SaltWorks’ sea salt flakes are actually less dense, but they have a larger surface area than smaller granules, still delivering more salty flavor without needing to use additional salt.
The company also offers topping salts in a range of natural flavors that add not only visual appeal but also different complementary flavors to the products. For example, salt combined with Italian black truffle flavor adds to the flavor of breadsticks and crackers. These more complex flavors go beyond savory products.
“In sweet goods, salt actually enhances and enlivens sweet flavors and the subtleties of different ingredients, yielding a deeper and more well-rounded overall flavor,” said Megan O’Keefe, media relations, SaltWorks. Sea salts with chipotle or smoky flavors can bring out the sweetness of a chocolate croissant, for example.
SaltWorks also has incorporated current trends into the salt flavors it offers such as sriracha, which can bring popular Thai heat to any bakery formulation: pretzels, crackers or even English muffins.
Flavor is important, but enjoyable taste is more complex than just flavor.
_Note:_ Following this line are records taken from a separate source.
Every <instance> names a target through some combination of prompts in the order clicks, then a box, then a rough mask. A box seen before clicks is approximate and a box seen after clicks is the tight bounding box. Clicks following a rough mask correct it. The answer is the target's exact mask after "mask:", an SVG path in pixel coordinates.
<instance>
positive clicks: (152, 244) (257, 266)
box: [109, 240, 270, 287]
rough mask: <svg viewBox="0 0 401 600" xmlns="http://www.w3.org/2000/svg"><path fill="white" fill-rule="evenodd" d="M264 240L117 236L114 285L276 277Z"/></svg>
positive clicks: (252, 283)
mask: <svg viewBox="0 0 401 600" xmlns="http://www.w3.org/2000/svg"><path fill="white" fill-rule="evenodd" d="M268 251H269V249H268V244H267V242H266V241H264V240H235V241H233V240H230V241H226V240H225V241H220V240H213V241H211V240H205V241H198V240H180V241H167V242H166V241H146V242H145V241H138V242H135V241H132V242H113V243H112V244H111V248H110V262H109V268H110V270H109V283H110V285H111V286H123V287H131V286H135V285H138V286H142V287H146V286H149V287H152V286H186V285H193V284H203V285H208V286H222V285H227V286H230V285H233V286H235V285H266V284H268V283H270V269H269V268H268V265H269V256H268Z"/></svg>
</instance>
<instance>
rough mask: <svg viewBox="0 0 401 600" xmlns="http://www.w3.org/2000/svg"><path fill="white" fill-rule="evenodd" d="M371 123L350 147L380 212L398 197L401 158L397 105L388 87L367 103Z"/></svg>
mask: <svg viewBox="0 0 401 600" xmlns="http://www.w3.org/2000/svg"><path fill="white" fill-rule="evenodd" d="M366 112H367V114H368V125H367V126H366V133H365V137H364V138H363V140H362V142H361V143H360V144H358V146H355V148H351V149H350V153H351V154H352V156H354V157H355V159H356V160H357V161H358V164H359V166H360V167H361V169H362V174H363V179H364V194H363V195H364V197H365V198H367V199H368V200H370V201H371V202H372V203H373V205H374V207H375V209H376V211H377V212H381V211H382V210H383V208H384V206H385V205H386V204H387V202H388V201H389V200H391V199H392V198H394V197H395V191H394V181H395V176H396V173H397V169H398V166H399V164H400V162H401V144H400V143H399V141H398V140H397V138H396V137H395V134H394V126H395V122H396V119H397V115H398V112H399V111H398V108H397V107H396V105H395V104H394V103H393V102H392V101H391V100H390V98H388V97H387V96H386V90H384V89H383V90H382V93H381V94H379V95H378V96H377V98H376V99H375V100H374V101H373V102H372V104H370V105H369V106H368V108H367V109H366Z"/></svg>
Texture and mouthfeel come into play, too, and salt granulation has a lot to do with that. Salt comes in a wide variety of particle sizes, and it’s important that the granulation fits the bakery application, or else consumers will taste the salt in a negative way.
In cookies, for example, there is less water present in which the salt can dissolve. “If the salt granule is too big, people detect the salt, so you want a smaller-sized granulation of salt,” said Julie Schuette, senior food technologist, Cargill. A smaller-sized granulation salt will dissolve better in a low-water formulation like cookies, providing a consistent flavor within the cookies and avoiding the issue of “crunch salt.”
“You have salt sizes across a whole spectrum,” said Janice Johnson, PhD, food applications leader, Cargill Salt. “We match up the applications to what salt works best in that application. In a cookie where there isn’t much water, a smaller particle would help so you don’t feel the crunch of the salt. But for something like bread that has more water available, you can use a salt with a bigger granule size because the salt will dissolve.”
A challenge with salt is that it can sometimes cake or clump together if there is a change in humidity. When relative humidity rises above 75%, atmospheric moisture condenses on the salt crystals, and when the humidity drops back below 75%, that moisture evaporates. However, that leaves dissolved salt to recrystallize together into clumps. Anti-caking treatments can prevent this from happening without having an impact on functionality or taste.
Choosing the right anti-caking additive, however, is important because some can have an impact on the appearance of the finished baked good.
One of the most commonly used additives is yellow prussiate of soda (YPS). However, iron, present either in water, enriched flour or possibly metal shavings from wear of the manufacturing equipment built up in the machinery, can react with YPS and give a blue color to the final product. “It doesn’t have any negative effects on humans, but it’s not a desirable appearance,” Ms. Schuette said.
This issue is easily remedied by enlisting water conditioning and proper sanitation and equipment maintanence procedures between production runs, but bakers can also use other additives to prevent salt from clumping. “There are many other alternatives in anti-caking agent packages that can be used,” Dr. Johnson assured. “Using salts with a different additive package would be an easy solution.”